# Using Amazon Sagemaker Clarify to support Decision Support in Hospital Triage

## Background and Context :

Decision Support at admission time can be especially valuable for prioritization of resources in an acute care clinical setting such as a hosptial. These critical resources come in the form of doctors and nurses, as well as specialized beds, such as ones in the intensive care units. These place limits on the overall capacity of the hospital to treat patients.

Hosptials can more effectively use these resources by predicting the following:
diagnoses at discharge, procedures performed, in-hospital mortality and length-of-stay prediction

Novel approaches in NLP, such as Bidirectional Encoder Representations from Transformers (BERT) models, have allowed for inference on clinical data, and specifically notes, at an accuracy level not attainable a number of years ago. These advances make predicting key clinical indicators from notes data, and applying them in the real world, much more achieveable.

The following references articulate how these indicators have been developed and are being used:

1) "Clinical Outcome Prediction from Admission Notes using Self-Supervised Knowledge Integration" 
    - https://aclanthology.org/2021.eacl-main.75.pdf

2) "Prediction of emergency department patient disposition based on natural language processing of triage notes"
    - https://pubmed.ncbi.nlm.nih.gov/31445253/    

3) Application of Machine Learning in Intensive Care Unit (ICU) Settings Using MIMIC Dataset: Systematic Review
    - https://www.amjmed.com/article/S0002-9343(20)30688-4/abstract

## Overview of the Notebook:

The intent of this notebook is to provide a practical guide for data scientists, and machine learning engineers to collaborate with clinicians, and to support real implementations of clinical indicator predictions. As such, explainability of the algorithms is required.

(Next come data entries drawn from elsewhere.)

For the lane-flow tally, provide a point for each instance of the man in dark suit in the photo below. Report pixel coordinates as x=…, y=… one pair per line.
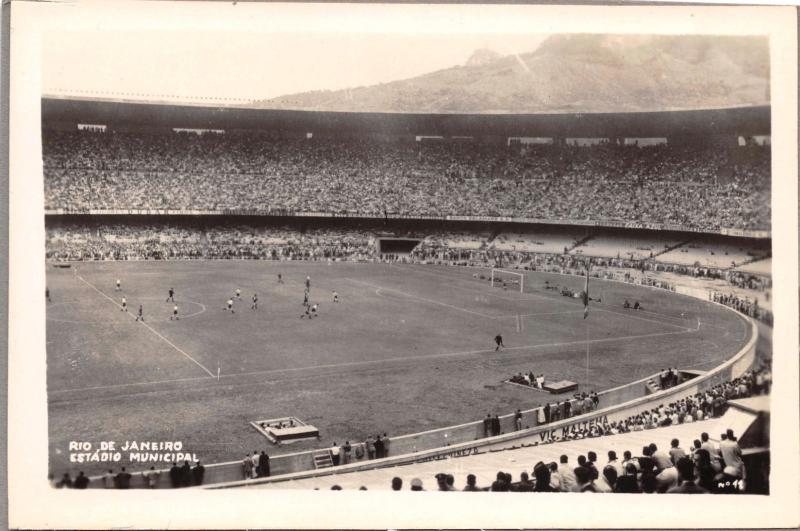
x=379, y=449
x=197, y=473
x=123, y=479
x=175, y=476
x=186, y=474
x=496, y=425
x=263, y=465
x=81, y=482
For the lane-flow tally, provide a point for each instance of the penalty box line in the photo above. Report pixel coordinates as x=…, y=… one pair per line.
x=153, y=330
x=390, y=360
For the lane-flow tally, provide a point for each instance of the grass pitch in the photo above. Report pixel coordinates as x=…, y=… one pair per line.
x=408, y=348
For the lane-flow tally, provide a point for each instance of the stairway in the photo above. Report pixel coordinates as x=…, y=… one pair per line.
x=323, y=460
x=580, y=242
x=670, y=248
x=754, y=259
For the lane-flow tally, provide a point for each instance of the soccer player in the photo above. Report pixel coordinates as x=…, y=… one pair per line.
x=498, y=339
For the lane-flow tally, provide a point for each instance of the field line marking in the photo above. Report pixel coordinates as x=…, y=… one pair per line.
x=642, y=318
x=417, y=268
x=167, y=341
x=431, y=301
x=478, y=289
x=389, y=360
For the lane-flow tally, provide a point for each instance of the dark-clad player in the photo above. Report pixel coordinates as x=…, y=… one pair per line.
x=498, y=339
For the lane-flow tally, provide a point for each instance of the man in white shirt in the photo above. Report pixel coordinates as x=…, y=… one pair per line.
x=615, y=463
x=568, y=480
x=713, y=452
x=628, y=459
x=732, y=455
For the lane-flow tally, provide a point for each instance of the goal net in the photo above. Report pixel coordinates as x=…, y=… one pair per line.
x=508, y=280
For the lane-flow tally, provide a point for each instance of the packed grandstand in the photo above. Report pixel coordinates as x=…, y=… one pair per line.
x=658, y=216
x=692, y=187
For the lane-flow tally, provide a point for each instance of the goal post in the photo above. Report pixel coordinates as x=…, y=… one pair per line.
x=511, y=279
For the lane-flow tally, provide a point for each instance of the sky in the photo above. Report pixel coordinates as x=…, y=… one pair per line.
x=206, y=66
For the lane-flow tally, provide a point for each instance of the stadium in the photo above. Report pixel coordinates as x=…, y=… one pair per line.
x=545, y=271
x=623, y=258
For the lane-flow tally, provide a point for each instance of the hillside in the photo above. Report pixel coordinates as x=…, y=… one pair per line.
x=572, y=73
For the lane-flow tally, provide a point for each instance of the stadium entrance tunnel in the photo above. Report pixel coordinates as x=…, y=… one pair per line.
x=397, y=245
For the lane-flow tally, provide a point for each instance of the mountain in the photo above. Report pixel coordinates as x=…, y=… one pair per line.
x=572, y=73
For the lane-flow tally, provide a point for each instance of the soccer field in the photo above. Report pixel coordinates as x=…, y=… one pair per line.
x=408, y=348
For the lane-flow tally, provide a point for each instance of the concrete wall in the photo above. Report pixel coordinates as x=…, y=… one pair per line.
x=615, y=404
x=640, y=401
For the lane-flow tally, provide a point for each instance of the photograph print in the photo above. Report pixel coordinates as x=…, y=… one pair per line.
x=408, y=261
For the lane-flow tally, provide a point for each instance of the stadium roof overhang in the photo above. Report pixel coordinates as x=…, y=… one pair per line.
x=746, y=121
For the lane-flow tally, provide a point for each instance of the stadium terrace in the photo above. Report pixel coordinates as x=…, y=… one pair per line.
x=412, y=241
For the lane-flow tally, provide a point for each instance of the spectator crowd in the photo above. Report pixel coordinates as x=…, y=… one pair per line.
x=693, y=187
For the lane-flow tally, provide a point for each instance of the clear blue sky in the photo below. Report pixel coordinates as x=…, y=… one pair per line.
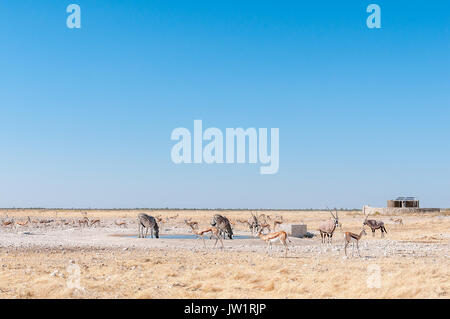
x=86, y=115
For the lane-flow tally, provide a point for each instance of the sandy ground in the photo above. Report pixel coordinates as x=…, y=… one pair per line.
x=61, y=259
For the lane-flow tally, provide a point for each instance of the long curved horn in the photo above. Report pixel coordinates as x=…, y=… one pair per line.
x=330, y=212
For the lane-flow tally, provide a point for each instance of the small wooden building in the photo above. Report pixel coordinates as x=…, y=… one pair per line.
x=404, y=202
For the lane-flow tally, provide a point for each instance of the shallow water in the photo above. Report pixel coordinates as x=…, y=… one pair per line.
x=180, y=236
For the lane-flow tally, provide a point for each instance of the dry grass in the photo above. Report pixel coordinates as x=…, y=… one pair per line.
x=187, y=274
x=184, y=273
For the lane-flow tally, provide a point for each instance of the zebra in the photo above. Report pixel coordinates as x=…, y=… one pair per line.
x=223, y=224
x=146, y=221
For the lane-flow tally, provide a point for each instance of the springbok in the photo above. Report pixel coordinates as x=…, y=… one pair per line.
x=214, y=232
x=253, y=224
x=82, y=222
x=193, y=225
x=277, y=221
x=374, y=224
x=327, y=228
x=353, y=238
x=9, y=223
x=263, y=226
x=95, y=222
x=24, y=223
x=146, y=221
x=270, y=238
x=397, y=221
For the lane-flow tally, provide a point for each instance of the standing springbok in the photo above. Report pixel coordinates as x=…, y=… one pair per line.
x=374, y=224
x=327, y=228
x=353, y=238
x=146, y=221
x=280, y=236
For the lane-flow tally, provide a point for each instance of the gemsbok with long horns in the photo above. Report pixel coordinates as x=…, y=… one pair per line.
x=327, y=228
x=353, y=238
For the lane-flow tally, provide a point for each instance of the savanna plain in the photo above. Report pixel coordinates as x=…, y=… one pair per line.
x=48, y=253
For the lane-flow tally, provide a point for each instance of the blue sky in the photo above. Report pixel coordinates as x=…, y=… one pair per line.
x=86, y=115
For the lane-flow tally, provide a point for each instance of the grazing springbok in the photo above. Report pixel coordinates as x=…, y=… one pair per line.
x=353, y=238
x=327, y=228
x=374, y=224
x=9, y=223
x=120, y=224
x=146, y=221
x=253, y=224
x=24, y=223
x=263, y=226
x=193, y=225
x=270, y=238
x=214, y=232
x=82, y=222
x=397, y=221
x=95, y=222
x=223, y=224
x=278, y=220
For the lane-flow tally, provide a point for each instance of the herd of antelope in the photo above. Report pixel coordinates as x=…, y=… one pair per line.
x=260, y=225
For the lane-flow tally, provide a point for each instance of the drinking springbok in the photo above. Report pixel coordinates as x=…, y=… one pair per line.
x=223, y=225
x=146, y=221
x=213, y=230
x=397, y=221
x=353, y=238
x=374, y=224
x=193, y=225
x=95, y=222
x=277, y=221
x=327, y=228
x=280, y=236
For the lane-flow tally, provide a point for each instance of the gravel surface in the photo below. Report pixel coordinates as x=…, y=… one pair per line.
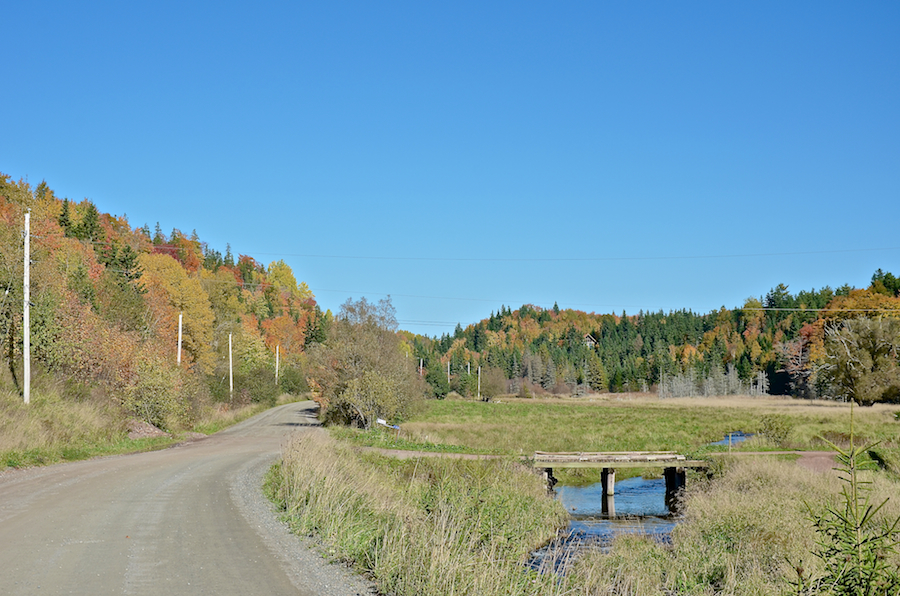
x=191, y=519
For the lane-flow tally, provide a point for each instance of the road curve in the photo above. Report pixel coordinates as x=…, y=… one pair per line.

Advances in NLP algorithms, as in the studies above, have made predicting clinical indicators more accurate, yet in order to effectively use machine learning models in a production setting, clinicians also need more insight into how these models work. They need to know that these algorithms make clinical sense before going to production. Clinicians and data scientists, need a way to evaluate realiablility, and explainability of models over time, as more data continues to be evaluated, and machine learning models are retrained.

This notebook will take one of these clinical triage indicators, in-hospital mortality, and show how AWS services and infrastructure, along with pre-trained HuggingFace BERT models, can be used to train a binary classifier on text data, estimate a threshold value for triage, and then use Amazon Sagemaker Clarify to explain what admission note text is supporting the recommendations the algorithm is making.

In this notebook we use the HuggingFace BERT Model - BIO_Discharge_Summary_BERT (https://huggingface.co/emilyalsentzer/Bio_Discharge_Summary_BERT). This is the pre-trained BERT model we will use in this notebook in order to demonstrate how NLP can be used to create a performant binary classifier for use in a clinical setting.

The notebook will also leverage a common, publicly available dataset directly; the MIMIC-III dataset (https://physionet.org/content/mimiciii-demo/1.4/). It will require a registration process, since the data is based on real-world acute care clinical data, but is a worthwhile for an organization, as this can be reused again for many different purposes.

## Security

See [CONTRIBUTING](CONTRIBUTING.md#security-issue-notifications) for more information.

## License

This library is licensed under the MIT-0 License. See the LICENSE file.